APFON which has tried in vain to get the clubs to pay the home lads has resolved to woo Super Eagles players to go on a solidarity strike as a way of making both the Nigeria Football Federation and other stakeholders to get the clubs pay their players and coaches.
Daily Sunsports gathered that APFON officials have been drawing the attention of Super Eagles players to the plight of their colleagues at home and the need to act in a manner that would jolt those running the game in the country.
"The NFF and the clubs think it will continue to be business as usual, but we are going to shock them soon very soon. We are working on a lot of options including getting the Super Eagles players to down tools when they come home to play. We are sure of getting the players to back the strike option because it is their colleagues that are suffering while the administrators, most of whom never kicked even ordinary orange are smiling to the banks," an APFON official stated.

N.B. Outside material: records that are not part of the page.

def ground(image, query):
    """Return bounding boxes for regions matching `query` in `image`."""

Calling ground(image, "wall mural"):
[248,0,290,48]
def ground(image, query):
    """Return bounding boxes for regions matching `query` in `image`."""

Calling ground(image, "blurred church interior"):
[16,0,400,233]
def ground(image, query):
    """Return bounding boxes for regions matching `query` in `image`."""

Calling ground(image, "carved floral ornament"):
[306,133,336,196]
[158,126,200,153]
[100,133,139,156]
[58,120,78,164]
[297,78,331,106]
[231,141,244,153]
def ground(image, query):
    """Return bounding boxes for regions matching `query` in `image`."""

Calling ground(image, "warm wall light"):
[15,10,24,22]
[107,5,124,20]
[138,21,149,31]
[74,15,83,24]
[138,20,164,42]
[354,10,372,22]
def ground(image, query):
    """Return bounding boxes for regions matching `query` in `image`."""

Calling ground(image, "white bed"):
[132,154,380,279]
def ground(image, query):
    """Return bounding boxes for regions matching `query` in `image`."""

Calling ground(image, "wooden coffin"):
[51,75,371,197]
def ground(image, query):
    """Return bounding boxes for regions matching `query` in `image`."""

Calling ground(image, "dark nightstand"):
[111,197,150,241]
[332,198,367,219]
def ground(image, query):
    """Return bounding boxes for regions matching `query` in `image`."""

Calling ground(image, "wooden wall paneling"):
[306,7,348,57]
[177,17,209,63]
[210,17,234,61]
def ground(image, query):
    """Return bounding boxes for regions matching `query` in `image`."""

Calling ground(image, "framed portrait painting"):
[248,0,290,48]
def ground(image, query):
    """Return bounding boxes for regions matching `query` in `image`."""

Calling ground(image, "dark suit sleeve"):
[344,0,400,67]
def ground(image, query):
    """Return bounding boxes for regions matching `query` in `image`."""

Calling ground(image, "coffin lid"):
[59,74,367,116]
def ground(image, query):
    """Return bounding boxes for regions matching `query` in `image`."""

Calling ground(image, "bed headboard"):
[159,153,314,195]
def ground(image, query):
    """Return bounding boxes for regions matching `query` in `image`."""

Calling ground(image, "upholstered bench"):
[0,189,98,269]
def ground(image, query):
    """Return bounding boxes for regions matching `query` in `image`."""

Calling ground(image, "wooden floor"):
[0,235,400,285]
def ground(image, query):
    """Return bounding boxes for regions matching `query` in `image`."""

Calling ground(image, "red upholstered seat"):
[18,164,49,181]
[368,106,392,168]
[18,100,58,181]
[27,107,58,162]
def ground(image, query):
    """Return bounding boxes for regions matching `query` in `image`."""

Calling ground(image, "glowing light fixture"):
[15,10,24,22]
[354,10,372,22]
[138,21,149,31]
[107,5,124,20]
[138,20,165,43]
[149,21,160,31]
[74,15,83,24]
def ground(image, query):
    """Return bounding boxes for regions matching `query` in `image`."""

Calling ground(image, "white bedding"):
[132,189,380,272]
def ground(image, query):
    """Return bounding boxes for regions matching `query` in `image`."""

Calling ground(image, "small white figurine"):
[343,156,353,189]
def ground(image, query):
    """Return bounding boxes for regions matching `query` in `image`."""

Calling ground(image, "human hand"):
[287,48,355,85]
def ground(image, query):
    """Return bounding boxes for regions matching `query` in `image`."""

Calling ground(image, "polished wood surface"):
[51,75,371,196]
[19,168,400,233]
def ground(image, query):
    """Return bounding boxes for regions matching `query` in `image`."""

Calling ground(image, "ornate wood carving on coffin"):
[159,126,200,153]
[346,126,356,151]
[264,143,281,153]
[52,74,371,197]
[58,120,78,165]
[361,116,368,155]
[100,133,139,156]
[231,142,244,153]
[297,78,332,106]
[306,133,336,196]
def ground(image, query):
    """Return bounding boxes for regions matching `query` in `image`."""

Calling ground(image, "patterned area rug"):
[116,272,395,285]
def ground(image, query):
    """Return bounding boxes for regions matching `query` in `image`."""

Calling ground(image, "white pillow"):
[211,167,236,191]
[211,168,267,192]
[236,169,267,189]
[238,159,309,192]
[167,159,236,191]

He pointed out that the strike option by national team players worked in a South American country leading to the mass resignation of the soccer federation. "That is the kind of soccer revolution that will soon happen in Nigeria and it may end up sweeping away these bunch of mediocres that are presently messing up the game in the country," he said.
It would be noted that the players union had only last week called for the resignation of NFF president Alhaji Aminu Maigari for failing to protect the interest of the players. APFON scribe Mr. Austin Popo in a statement described the present NFF board as being anti- players. He pointed out that a board that can't implement it's status and that of CAF and FIFA has no business running the game.
It is recalled that Bayelsa United players last week took to the street of Yenagoa to protest the non payment of their sign on fees for the past three seasons. Ex-international, Coach Sylvanus Okpalla on his part is being owed over 8 million naira by the management of Rangers. In fact , virtually all the clubs in the country are owing their players monies running into millions of naira.